The camp chief says the refugees also want officials who took part in the purges charged for murders and other human rights abuses. An estimated 500 died.
The refugees have asked the government to set up a truth and reconciliation committee, similar to those created after conflicts in South Africa and Liberia.
President Abdallahi has not said which demands he will meet. He has signed an agreement with the U.N. refugee agency and Senegal to help the refugees return safely and grant them citizenship.
The president says his goal is to create conditions for refugees to safely return with dignity.
But U.S- based Islamic law professor Bernard Freamon says the government alone cannot fight racial discrimination. He says Mauritanians listen to their religious leaders.
Freamon says some leaders wrongly interpret the Koran to justify the continued political and economic domination of white Moors over Blacks.

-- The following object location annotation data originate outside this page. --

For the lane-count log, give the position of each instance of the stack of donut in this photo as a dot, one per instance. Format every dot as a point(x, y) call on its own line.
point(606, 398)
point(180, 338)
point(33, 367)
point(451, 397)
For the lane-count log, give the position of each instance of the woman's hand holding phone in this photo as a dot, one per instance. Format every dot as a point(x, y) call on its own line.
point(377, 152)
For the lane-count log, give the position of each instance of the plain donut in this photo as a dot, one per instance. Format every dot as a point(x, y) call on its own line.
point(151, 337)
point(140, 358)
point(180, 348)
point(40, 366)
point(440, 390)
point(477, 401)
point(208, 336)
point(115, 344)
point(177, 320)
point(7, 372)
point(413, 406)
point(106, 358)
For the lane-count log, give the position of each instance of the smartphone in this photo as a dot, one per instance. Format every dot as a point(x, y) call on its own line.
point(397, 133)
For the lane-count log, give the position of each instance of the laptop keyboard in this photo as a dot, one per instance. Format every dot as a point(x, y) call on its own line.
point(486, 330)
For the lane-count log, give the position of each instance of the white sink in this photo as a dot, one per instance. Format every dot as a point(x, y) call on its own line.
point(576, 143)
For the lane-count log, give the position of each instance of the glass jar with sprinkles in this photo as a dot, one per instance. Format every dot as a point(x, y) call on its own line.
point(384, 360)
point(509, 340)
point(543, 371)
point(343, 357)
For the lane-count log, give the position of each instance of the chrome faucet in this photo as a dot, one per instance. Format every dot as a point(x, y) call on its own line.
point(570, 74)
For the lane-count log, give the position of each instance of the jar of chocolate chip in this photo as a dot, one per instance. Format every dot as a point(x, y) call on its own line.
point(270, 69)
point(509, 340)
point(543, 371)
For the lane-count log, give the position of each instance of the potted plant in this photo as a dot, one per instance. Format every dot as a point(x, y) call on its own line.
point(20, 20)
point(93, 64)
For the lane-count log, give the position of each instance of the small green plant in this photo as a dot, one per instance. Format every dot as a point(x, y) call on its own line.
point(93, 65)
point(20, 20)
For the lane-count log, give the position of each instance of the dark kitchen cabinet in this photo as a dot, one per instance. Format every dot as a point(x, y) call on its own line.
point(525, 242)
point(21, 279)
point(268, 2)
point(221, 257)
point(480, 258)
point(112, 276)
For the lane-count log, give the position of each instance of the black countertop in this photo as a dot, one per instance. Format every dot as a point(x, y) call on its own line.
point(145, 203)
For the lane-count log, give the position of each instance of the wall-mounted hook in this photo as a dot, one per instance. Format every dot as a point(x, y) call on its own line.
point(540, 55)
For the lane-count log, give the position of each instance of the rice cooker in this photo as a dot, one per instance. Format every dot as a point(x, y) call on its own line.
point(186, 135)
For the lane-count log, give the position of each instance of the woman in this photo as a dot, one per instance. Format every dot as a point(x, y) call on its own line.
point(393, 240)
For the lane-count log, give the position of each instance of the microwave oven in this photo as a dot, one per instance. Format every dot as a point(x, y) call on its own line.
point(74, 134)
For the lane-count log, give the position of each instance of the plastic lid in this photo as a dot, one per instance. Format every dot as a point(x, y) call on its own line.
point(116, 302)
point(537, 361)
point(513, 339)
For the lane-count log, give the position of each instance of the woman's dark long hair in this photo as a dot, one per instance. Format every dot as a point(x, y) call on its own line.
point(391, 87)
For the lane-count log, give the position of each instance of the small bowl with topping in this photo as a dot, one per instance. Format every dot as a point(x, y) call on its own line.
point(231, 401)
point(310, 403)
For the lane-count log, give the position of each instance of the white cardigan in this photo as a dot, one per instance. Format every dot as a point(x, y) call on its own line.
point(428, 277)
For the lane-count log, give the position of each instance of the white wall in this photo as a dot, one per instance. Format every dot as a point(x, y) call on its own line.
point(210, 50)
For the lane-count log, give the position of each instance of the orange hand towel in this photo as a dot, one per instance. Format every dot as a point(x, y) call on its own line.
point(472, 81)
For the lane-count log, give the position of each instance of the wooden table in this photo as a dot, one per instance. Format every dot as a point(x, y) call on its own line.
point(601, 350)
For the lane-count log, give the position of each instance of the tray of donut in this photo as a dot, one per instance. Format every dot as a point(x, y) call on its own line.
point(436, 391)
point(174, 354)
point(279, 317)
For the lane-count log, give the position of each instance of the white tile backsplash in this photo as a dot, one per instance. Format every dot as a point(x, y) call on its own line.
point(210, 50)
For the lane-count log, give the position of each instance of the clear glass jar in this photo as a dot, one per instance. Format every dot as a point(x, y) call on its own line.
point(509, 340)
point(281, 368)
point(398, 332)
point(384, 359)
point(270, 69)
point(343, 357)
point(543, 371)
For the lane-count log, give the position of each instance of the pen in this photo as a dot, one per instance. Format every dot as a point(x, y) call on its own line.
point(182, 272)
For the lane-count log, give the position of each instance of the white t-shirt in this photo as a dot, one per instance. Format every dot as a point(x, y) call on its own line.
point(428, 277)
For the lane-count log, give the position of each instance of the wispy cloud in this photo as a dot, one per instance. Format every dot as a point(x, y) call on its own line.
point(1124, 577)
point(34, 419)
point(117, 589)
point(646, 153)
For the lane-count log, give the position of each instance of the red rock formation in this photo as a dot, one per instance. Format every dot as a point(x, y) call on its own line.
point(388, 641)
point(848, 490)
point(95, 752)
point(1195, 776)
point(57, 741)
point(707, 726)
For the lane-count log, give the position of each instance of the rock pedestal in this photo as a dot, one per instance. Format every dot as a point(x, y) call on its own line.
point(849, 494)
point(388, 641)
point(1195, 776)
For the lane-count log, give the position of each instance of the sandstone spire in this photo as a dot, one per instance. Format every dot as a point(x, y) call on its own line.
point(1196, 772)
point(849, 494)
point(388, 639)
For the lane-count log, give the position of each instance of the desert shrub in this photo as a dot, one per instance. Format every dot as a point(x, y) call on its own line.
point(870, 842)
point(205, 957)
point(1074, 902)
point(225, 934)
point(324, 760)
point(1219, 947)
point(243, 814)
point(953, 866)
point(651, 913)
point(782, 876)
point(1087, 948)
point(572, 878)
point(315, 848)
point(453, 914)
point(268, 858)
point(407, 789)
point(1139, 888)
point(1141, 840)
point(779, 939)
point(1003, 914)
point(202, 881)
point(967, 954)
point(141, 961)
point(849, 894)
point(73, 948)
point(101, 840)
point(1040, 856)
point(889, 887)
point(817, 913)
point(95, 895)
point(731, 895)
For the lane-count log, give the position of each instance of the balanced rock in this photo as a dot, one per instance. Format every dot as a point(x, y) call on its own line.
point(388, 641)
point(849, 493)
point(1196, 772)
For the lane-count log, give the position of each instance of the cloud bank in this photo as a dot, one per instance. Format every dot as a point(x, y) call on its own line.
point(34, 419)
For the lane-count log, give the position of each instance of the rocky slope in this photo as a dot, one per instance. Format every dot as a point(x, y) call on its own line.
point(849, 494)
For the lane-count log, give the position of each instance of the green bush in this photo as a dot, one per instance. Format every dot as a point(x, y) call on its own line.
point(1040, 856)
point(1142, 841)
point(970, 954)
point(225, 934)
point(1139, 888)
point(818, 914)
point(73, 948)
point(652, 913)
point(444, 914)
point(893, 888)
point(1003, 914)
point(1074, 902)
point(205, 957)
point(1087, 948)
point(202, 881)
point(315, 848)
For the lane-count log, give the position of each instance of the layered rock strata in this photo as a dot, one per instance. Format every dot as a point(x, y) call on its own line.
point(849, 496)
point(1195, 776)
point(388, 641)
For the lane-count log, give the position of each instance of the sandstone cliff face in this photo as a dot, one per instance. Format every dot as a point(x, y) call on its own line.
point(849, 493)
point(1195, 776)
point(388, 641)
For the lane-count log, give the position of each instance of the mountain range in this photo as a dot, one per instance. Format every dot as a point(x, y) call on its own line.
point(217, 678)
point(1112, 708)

"People use the old classical law as a proxy for maintaining what are essentially either tribal or feudal, or sometimes class or caste based relationships," he adds.
The law professor says government efforts to work with religious leaders are hard.
"Classical Islamic law requires the person qualified to give opinions in Islamic law be independent of the ruler," said Freamon. "Some scholars do not want to be tagged with the negative label of being a mouthpiece for any particular government."
Freamon says it will take time, but without the support of Islamic leaders, it will be hard for the president to convince the population to change long-held views on color, caste, and class.
U.N. refugee agency officials expect more than half of the refugees to return once the $1.6 million return program concludes at the end of next year.
Officials estimate almost 30,000 refugees live in Senegal and Mali.